The Jakarta Post
The Agrarian and Spatial Planning Ministry has announced it will register 10 million new plots of land this year, one million more than the initial target of 9 million set in 2015, following President Joko “Jokowi” Widodo’s order to expedite land certification.
The increase came because the ministry exceeded last year’s land certification target by 133 percent, certifying 9.3 million plots of land, said Agrarian and Spatial Planning Minister Sofyan Djalil.
“I don’t dare share the exact target now, except that it’s above 10 million [registered lands]. Although, internally, we already have a predicted number,” he said at a recent event in Jakarta.
However, Sofyan acknowledged that only 64.5 percent of the registered plots of land last year were certified, equal to 6 million plots of land.
The remaining 35.5 percent, he said, either lacked certain documents or were subject to legal disputes.
As of 2018, the ministry had certified a total of 13.5 million plots of land since 2015, when the land certification program started. The total number was slightly above the initial target of 13 million set in 2015.
The ministry’s Agrarian Planning Director General Muhammad Ikhsan was confident his side could reach a higher certification percentage following the issuance of Presidential Regulation No. 86/2018 on agrarian reform in September last year.
“It [the regulation] will give us greater authority to execute land reform,” he said during the same event.
He said that given each plot of land was between one and two hectares, the ministry would have registered up to 18.6 million ha of land this year and would register 20 million ha next year.
As part of his land reform promises, Jokowi institutionalized the Agrarian and Spatial Planning Ministry – formerly the National Land Agency (BPN) – to carry out his ambition of certifying all land by 2025 and, thus, improve the security of land tenure among Indonesia’s lower income population.
The government expects that when people with low incomes have improved land tenure security, they will have a better access to credit and land-related investments.
A 2002 study by the Jakarta-based SMERU Research Institute found that landowners were three times more likely to apply for bank loans after receiving land certificates.
The study, based on a survey of 1,002 households, found that the amount of landowners who took loans increased from 5.4 percent to 17.2 percent after receiving land certification.
The majority, 84.2 percent, of borrowers, according to the study, used the loans for business purposes, such as purchasing daily supplies and new inventories.
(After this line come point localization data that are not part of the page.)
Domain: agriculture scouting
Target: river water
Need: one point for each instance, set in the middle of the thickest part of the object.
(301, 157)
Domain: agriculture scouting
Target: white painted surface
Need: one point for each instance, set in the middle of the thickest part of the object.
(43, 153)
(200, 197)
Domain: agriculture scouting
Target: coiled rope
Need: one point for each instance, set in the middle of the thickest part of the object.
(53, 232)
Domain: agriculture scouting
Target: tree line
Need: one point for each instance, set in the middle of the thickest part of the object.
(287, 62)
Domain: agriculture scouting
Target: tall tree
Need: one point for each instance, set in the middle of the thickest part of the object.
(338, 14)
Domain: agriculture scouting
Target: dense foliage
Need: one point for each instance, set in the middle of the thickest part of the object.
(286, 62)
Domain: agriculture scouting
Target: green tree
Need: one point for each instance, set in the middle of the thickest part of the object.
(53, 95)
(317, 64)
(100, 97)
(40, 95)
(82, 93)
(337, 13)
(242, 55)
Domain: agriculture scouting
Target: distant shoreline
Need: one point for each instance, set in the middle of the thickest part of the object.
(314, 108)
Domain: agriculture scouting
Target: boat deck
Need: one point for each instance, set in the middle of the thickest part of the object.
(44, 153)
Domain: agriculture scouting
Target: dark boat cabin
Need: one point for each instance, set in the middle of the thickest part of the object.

The remainder, 15.8 percent, used the loans for personal expenses, such as bills and school fees.
“According to several staff members of BRI [state-owned lender Bank Rakyat Indonesia], these certificates gave them better legal security over the loans,” the study stated.
The study also found that 23 percent of certified landowners made land-related investments, compared to 17.8 percent of non-certified landowners. These investments include home renovations and constructions of paddy-field irrigation systems.
Overall, the study found that 94.7 percent of respondents felt that land certification was well worth the administrative cost, which went as high as Rp 100,000 (US$7.11). Officially, the cost should not exceed Rp 11,500 in early 2000s.
Similarly, minister Sofyan acknowledged that illegal certification levies were still a rampant problem. Since 2017, the official administrative fee is limited to Rp 200,000 for Java and Rp 350,000 for outside Java, but media reports show that the figure has reached as high as Rp 2.5 million.
“Just report these illegal levy collectors to the police,” he said.